O kadar rüzgar oluyor ki üzerine bir şey almadan oturmak ne mümkün.

Akşam balkon görüntümüz ise ;








Sanırım Bitecek

Yaklaşık 6 aydır, aklımızda fikrimizde ve dilimizde olan bir şeydi Eylül Naz’ın yatağının korkuluklarını açmak. Ama sürekli bir şey çıktı ya da bahanelerimiz vardı ve bu ramazan bayramına kadar sürdü. Artık yeter dedik ve 4 Eylül 2011 Pazar günü “o gün bugün” deyip harekete geçip, imece usulüyle açıp büyüttük.

Ayakta sallama olayından öyle bunaldık ki yuvada öyle uykusuna kalma olayının da fırsat bilip tamamen hayatımızdan çıkartmak istiyorduk bu olayı.

Evet, yatağının kenarlarındaki korkulukları açıp büyüttükten sonra, uykuya geçiş kolaylaştı.

Uyku ritüelimizi bozmadık sallama dışında. Pijamasını giyip ışıkları kapattıktan sonra biberonla sütünü veriyoruz, süt bittikten sonra da yanına yatıyorum “iyi geceler fıstığım” deyip uykuya dalıyoruz. Tabii bazen soytarılık yapıp yatak içinde kuduruyoruz ama hemen kesmeyi tercih ediyorum uykusunu dağıtmamak adına.

Şimdilik babayla uykuya geçişi ret ediyor, hatta babayı kırmamak için sanırım “bugün anneyle yatayım yarın seninle baba” diyor :)

Şimdilik dikkat ettiğim tek şey yanına yattıktan sonra 

"Sen uyuyana kadar yanında kalacağım ama sen uyuduktan sonra kendi yatağıma geçeceğim" 

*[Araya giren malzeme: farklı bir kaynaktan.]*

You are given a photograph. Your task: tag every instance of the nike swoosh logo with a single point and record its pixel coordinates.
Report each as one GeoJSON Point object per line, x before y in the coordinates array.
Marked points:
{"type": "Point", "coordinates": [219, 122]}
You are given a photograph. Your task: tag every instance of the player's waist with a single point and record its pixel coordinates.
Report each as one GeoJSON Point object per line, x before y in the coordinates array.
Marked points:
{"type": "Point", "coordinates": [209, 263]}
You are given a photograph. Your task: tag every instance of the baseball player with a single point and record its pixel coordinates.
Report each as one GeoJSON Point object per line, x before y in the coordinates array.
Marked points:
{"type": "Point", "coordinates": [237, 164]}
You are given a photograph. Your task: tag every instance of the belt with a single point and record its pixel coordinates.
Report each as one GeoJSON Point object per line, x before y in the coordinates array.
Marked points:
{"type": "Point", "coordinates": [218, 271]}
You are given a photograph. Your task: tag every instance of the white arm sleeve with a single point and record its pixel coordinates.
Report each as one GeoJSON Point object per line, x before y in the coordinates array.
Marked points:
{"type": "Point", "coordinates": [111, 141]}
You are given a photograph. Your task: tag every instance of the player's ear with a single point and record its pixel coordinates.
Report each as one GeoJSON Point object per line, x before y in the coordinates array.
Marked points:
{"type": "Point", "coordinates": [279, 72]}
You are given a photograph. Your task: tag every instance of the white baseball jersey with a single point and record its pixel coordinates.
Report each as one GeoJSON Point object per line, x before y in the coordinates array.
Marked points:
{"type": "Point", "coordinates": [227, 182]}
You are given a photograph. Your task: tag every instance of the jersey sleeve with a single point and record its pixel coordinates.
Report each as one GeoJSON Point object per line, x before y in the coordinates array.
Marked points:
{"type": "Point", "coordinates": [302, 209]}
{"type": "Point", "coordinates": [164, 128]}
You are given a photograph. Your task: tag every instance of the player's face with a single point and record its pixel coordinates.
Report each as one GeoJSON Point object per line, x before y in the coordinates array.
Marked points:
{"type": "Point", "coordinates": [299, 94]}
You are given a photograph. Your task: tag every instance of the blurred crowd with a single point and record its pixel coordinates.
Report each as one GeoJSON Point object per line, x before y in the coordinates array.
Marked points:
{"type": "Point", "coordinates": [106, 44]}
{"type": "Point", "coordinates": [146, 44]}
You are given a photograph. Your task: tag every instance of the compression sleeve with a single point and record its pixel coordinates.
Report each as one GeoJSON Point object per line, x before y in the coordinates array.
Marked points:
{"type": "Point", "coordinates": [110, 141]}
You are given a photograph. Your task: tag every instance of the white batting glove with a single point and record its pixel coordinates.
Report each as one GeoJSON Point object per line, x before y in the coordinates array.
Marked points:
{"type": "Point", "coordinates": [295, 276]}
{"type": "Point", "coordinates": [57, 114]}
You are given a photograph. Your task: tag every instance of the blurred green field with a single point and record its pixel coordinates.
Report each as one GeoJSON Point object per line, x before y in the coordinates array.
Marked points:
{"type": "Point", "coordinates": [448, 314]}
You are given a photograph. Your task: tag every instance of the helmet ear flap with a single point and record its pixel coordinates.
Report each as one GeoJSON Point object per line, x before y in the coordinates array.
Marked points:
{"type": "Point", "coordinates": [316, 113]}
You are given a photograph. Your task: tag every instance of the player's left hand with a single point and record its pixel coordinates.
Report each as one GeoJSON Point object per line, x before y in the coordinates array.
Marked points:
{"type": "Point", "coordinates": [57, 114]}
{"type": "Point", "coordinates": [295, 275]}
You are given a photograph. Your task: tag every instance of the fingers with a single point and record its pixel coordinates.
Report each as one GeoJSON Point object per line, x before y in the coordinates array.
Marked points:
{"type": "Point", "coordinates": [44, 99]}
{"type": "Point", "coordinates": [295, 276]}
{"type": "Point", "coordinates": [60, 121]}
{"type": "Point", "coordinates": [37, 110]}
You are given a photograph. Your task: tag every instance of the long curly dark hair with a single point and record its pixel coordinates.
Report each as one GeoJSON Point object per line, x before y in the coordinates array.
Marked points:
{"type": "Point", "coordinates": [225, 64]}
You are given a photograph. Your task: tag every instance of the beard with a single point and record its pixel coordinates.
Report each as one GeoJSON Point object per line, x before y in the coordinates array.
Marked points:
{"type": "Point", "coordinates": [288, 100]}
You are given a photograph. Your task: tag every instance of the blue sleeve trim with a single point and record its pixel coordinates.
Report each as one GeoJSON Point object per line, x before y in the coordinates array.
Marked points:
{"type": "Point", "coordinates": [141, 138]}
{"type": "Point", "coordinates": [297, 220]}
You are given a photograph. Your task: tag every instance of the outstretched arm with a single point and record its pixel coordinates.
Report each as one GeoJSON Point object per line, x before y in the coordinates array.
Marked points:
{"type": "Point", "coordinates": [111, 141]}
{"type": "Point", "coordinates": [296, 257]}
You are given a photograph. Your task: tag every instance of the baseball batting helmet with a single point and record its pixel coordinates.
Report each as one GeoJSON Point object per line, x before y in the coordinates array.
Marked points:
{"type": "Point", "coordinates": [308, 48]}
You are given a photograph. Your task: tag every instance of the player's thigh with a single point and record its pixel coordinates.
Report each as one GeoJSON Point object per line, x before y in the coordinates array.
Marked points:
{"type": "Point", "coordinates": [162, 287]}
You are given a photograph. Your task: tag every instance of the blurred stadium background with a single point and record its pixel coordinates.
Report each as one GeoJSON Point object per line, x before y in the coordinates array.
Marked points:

diyorum ve bunu her gece tekrarlıyorum.

Yuppii demek için erken olabilir o yüzden şimdilik sallama olayı bitti demek yerine Sanırım Bitecek diyorum

Yatağıyla ve dolayısıyla ile ilgili bu değişiklikten haberdardı,bir çok kez anlatmıştık yeni şeklinin nasıl olacağını.Bu yüzden hayatına giren yenilikte geçişte sorun yaşamadık.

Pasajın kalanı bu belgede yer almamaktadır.